İlkbahar kadar güzelliğiyle insanı kendine çeken, insanı kendi dışındaki varlıklarla barışmaya çağıran ve güzeli düşünmeye, güzelin sahibini bulmaya, güzelliklerin farkına varmaya sevkeden başka bir mevsim yoktur. Diğer mevsimler de güzellik taşımakta ancak gelmesi ilkbahar kadar özlem duyulan başka bir mevsim yoktur.

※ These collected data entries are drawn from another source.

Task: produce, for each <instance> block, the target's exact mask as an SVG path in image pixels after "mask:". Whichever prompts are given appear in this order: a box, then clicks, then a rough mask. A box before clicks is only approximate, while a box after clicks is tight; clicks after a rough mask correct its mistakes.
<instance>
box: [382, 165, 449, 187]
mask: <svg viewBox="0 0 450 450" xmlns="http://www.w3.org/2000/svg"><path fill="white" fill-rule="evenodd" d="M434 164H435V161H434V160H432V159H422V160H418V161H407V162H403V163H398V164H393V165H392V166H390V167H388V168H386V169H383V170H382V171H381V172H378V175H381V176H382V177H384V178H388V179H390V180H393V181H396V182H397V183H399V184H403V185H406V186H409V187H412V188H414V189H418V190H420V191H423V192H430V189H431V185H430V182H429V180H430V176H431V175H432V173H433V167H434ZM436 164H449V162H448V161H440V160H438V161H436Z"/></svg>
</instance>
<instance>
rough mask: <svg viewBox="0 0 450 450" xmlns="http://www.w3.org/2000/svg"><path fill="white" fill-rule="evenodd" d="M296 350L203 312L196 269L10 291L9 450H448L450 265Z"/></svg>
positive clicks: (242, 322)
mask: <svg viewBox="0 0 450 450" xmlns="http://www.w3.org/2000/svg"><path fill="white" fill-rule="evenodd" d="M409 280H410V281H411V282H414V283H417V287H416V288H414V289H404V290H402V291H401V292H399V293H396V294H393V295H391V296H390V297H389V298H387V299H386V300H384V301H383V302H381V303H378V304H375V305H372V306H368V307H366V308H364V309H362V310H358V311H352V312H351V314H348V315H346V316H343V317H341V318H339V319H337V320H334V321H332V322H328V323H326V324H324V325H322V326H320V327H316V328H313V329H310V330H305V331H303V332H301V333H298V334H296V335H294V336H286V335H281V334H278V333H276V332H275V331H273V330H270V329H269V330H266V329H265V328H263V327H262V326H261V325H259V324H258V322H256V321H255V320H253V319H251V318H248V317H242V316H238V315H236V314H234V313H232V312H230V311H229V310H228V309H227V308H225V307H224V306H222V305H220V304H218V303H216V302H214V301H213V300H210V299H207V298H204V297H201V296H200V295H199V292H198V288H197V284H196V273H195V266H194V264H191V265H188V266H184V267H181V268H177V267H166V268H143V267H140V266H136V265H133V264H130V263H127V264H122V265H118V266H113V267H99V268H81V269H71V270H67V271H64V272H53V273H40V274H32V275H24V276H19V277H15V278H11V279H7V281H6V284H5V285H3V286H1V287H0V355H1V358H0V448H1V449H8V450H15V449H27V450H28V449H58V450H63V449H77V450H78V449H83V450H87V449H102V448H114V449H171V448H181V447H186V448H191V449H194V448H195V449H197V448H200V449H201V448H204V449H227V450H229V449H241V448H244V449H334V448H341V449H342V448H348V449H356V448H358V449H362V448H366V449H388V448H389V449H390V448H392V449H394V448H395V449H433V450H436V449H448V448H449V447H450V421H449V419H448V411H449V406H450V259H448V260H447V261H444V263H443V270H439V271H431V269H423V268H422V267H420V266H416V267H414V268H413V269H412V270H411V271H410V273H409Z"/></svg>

Hayatımızı esir alan şehir hayatının bunaltıcı dünyasında ilkbahar, bizlere bir diriliş ve uyanış sunar. Her gün meşgul olduklarımızdan dolayı uzak kaldığımız, kendilerini unuttuğumuz ama aynı dünyayı paylaştığımız varlıklarla ilkbaharda buluşuruz.

Siyaset, para, mal-mülk vb. hayatımızı kuşatan ve tabiatla aramıza duvar ören yığınla meşguliyetlerimizden kurtulmanın ve hayatımıza farklı bir renk katmanın en güzel yolu ilkbaharda tabiata açılmaktır.Tabiatla buluşmak, tabiatın güzelliklerini yakından görmek bunalan ruhlarımıza bir hayat öpücüğüdür. Günlük koşturmacalarımız arasında körelen melekelerimizin inkişafı için doğaya dokunmak en tesirli rahatlama yoludur.

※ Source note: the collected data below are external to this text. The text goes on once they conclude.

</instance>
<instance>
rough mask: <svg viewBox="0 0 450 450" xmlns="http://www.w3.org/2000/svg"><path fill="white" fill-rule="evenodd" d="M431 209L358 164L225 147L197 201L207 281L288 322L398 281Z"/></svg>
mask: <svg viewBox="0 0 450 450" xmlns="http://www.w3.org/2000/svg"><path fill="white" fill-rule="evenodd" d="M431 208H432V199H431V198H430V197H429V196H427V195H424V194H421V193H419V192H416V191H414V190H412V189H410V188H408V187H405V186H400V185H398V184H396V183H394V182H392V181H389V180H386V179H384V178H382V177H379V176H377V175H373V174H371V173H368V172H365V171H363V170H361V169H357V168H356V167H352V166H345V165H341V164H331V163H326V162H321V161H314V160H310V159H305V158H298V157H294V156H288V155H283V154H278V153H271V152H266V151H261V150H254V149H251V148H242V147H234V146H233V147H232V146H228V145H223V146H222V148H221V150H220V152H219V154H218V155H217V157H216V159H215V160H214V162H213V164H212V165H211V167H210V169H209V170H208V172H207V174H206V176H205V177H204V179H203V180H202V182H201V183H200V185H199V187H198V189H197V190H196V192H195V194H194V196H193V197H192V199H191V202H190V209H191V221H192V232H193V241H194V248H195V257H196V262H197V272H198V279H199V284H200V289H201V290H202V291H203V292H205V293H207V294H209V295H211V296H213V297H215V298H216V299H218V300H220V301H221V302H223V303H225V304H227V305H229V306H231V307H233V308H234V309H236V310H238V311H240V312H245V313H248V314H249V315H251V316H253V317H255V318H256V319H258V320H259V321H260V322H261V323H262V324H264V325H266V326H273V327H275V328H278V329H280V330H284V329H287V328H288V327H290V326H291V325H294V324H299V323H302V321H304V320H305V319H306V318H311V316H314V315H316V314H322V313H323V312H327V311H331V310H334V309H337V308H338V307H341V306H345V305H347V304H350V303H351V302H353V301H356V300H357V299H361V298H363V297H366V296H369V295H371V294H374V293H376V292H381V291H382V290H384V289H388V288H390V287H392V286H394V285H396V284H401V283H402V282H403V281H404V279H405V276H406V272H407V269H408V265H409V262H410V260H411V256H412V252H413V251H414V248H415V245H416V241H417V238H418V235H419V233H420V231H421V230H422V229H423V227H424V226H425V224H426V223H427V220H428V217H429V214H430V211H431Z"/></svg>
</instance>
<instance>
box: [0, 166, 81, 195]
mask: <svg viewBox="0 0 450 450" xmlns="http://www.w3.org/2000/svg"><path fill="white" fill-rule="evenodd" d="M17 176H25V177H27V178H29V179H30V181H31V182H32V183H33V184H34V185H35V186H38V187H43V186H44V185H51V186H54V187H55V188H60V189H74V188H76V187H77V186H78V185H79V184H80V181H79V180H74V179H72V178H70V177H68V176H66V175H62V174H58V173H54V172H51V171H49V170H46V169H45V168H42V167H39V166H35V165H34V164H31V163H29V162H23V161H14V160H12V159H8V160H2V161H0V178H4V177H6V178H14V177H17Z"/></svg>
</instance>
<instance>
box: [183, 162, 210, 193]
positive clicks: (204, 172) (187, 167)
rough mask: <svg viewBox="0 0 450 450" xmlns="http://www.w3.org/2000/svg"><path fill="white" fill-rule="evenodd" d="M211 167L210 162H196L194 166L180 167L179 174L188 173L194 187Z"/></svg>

Piknik yapmak, bir ağacın altında duman içinde vakit geçirmek değildir kastettiğim. Bunlar tabiatla kucaklaşma değil tabiatın kapısında sadece tokmağı çalmaktır. Kastettiğim şey, tabiatı bizim dışımızdaki varlıklarla birlikte kendi doğal ortamlarında görmek ve tabiatı gerçek anlamda bulmaya çalışmaktır. Bunun yolu da bilmediğimiz, görmediğimiz ama bizi kendine davet eden diyarlara, yerlere, topraklara ayak basarak, gezerek ve yürüyerek yani dışımızdaki varlığın içinden geçerek bulmaktır.

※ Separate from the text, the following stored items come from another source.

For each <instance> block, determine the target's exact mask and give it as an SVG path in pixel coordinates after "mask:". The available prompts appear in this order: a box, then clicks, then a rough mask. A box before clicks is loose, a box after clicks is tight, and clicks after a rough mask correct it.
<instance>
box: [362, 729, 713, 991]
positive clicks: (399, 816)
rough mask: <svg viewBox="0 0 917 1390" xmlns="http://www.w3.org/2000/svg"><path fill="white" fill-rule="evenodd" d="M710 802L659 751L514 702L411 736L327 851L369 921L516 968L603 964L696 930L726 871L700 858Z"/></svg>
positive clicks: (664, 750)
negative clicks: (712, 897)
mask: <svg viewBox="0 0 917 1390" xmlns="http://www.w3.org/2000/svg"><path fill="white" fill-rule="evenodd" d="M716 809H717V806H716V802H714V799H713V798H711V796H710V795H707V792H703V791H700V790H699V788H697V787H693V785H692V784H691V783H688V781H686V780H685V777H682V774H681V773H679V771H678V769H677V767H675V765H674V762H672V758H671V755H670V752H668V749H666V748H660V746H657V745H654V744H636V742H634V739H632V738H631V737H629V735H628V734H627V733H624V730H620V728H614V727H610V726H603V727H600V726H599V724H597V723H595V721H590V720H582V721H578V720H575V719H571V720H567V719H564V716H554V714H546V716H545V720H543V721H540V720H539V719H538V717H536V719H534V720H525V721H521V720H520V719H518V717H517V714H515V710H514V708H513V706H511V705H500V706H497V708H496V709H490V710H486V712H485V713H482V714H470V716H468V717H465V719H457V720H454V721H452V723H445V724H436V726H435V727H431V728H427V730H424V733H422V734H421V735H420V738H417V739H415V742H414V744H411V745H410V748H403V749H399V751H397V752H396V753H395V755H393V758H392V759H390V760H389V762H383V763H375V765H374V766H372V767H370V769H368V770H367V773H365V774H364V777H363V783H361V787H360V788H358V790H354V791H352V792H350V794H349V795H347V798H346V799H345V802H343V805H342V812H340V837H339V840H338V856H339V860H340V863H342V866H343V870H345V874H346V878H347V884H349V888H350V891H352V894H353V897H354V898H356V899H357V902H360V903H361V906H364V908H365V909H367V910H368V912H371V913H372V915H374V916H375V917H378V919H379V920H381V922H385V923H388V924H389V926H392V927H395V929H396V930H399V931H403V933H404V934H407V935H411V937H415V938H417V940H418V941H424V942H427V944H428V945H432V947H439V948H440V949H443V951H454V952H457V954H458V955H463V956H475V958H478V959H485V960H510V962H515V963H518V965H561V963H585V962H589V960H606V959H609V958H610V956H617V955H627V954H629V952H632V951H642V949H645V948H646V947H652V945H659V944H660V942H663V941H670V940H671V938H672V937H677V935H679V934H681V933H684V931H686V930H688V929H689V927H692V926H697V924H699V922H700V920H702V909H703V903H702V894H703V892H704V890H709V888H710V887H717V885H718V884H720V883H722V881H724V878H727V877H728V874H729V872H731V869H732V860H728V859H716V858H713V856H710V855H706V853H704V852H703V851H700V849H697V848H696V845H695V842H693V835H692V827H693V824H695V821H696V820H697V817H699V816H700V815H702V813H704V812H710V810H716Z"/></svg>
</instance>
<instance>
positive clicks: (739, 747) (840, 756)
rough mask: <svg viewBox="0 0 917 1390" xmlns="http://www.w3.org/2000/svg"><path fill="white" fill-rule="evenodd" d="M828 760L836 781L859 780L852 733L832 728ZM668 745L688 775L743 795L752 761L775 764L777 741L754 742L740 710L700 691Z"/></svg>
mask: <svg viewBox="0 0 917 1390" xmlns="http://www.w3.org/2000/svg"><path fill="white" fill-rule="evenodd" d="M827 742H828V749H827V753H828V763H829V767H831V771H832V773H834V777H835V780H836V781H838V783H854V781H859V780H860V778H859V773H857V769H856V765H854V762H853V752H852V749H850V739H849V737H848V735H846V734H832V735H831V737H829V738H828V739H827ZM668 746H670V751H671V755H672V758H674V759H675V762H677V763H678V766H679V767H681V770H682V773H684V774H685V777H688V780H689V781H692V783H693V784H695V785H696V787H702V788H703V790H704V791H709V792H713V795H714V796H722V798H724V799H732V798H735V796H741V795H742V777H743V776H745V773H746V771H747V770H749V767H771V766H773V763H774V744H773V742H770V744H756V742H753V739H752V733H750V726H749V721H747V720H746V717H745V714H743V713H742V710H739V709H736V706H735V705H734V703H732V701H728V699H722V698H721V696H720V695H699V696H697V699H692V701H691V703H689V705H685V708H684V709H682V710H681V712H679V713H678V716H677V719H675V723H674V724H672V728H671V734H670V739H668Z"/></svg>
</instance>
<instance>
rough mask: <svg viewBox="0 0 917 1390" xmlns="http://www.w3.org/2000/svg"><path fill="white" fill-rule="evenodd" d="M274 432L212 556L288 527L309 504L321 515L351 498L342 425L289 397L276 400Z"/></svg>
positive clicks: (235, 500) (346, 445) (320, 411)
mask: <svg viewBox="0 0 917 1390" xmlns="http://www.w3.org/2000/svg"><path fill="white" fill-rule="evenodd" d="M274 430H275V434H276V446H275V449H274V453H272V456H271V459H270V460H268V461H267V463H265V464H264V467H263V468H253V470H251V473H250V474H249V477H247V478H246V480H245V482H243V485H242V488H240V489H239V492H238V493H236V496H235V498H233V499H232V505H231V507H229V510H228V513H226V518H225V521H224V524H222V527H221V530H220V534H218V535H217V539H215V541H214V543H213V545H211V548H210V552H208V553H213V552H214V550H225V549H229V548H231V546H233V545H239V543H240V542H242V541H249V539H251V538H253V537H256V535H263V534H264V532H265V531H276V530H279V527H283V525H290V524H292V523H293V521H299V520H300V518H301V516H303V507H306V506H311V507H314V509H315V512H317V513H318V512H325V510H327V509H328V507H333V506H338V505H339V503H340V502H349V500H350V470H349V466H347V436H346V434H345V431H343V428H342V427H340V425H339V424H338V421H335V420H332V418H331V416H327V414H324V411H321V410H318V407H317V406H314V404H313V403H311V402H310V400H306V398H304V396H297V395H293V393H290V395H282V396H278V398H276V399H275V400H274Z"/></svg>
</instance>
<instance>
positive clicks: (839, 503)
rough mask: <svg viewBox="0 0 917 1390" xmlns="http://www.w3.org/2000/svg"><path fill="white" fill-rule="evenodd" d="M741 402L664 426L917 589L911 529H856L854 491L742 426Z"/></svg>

Değerli Ispartalılar, ilimize Allah’ın bahşettiği o kadar güzellik var ki saymakla bitmez. Ayazmana, Gökçay, Gölcük, Milas, Aksu, Eğridir, Atabey, köylerimiz, göllerimiz, derelerimiz, kanyonumuz. Yazmakla bitmez. Her hafta sonu bir yere gitmeye kalksanız emin olunuz 52 haftanın 52’si dolar hatta yılları bile doldurur. Taşıyla toprağıyla bereket ve güzelliklere ev sahipliği yapan ilimizin doğal güzelliklerinin farkına varmanın tam zamanı. Bugünler, günlük işlerimizden dolayı uzak kaldığımız tabiatı doya doya yaşama ve onunla hasret giderme zamanıdır. Çoluk çocuğumuzun sağlığı, şehir hayatında daralan ruhlarımızın ferahlaması için özellikle bu aylarda tabiatla kucaklaşmayı öneriyorum. Bu bağlamda kendi başımıza ya da ilimizde doğa sporları yapan ve insanların tabiatın diriltici soluklarını duymalarını sağlayan kulüpler (Göldosk vs.) Ispartalıları tabiatın huzurlu iklimine çağırmakta. Sadece bir adım atarak ne kadar güzellikten mahrum kaldığımızı görebiliriz.

En güzel ve sevimli halini yaşadığımız ilkbaharın tazeliğinden nasiplenmek, düşüncelerimizi ve bilgimizi zenginleştirmek, Yaratanın bizlere sunduğu sayısız güzelliklerden geçip düşüncelerimize yeni ufuklar çizmek için ufak bir hamleye ne dersiniz?

“Çok okuyan mı, gezen mi daha çok bilir?” sorusunun cevabı göreceli ama gezip görünce eminim ikincisi daha ağır basacaktır.

Herkese sağlıklı, mutlu ve bereketli günler dilerim.